Tuesday, September 5, 2006

The Accidental Expert

So about a month ago I got sucked into this project. They needed help and the only way we were going to come close to the deadline was if I jumped in and helped get the actual implementation working. My role up that point was simply advisory -- assist in design and architecture. The reality is that I never claimed to be the subject matter expert, and I saw my role as rather temporary, to lend a hand to a project in jeopardy.

Well the project is pretty much on track now (after three 65+ hour weeks), and they are in bug fix mode. The project is in test, and the original developers have a list of outstanding issues to fix, but they are essentially edge cases and there is little left of significant risk. That said, I figured I would be moving on to something else now -- get back to the mainline development I was doing before I got pulled away.

I was informed today that this is going to be my project through the end of the year. Now that the core functionality is in place, I have been asked to start the second phase of feature development to make the product have everything necessary to sell to a wide audience. This means mapping out the new functionality and expanding the framework to do more that the bare minimum required to say the product works. It means extending the product from proof-of-concept to production.

My initial reaction was surprise. I really hadn't considered staying on this project for longer than would be necessary to get it to a stable point. While I have been driving the project for the last month, making design decisions and defining the development work items for the other developers, I had not really taken the time to learn about SQL Server. I spents days in front of MSDN and TechNet solving problems and answering questions about a product I never really took the time to understand.

Surely there must be someone more qualified than me to do this? I just came on to help out in a crunch.

Unfortunately the answer is 'no'. I inadvertently became the resident expert on all things SQL Server.

I'm not against the idea in principle. It is good business for me to embrace the project and see it through to General Availability. But if I'm going to make this my full time responsibility, then I guess I should learn something about SQL Server.

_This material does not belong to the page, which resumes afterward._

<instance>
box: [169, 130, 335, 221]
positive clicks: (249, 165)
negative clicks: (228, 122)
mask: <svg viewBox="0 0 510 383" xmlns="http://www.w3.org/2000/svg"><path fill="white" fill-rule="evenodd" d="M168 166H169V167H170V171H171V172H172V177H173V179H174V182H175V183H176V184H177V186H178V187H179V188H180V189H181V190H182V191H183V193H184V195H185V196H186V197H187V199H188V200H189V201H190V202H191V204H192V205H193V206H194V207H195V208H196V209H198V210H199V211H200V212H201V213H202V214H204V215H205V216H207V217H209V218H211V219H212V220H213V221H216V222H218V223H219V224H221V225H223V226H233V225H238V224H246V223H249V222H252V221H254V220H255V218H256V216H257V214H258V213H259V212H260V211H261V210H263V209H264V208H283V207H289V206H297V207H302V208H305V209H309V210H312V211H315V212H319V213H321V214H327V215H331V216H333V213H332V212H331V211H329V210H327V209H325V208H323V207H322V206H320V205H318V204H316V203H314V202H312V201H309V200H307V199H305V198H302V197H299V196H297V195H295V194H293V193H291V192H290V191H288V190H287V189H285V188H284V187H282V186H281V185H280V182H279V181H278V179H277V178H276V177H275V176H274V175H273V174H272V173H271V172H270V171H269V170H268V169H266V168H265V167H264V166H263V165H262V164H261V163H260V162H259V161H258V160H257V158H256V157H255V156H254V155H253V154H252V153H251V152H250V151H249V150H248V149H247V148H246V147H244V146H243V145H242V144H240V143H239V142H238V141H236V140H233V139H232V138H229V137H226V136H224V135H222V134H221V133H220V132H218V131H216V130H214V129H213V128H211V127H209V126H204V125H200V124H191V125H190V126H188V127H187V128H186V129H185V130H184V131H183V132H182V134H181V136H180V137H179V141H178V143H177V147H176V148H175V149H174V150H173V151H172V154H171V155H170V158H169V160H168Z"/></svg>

So I bought a book tonight.

The upside is that having read about 100 pages of the book tonight, I now have a MUCH better idea of what we have been trying to accomplish from a user standpoint. I can see the pitfalls the product is trying to address. And I can see potential things we can do to make the whole process better. Up to this point, I had been tunnel-visioned on getting the product stabilized, not giving much attention to the high level goals.

It could be interesting - I can make this thing kick ass.

In other news, I bought a couch on Saturday. It will be delivered this upcoming Saturday. And I took advantage of work closing early on Friday to get my New York driver's license.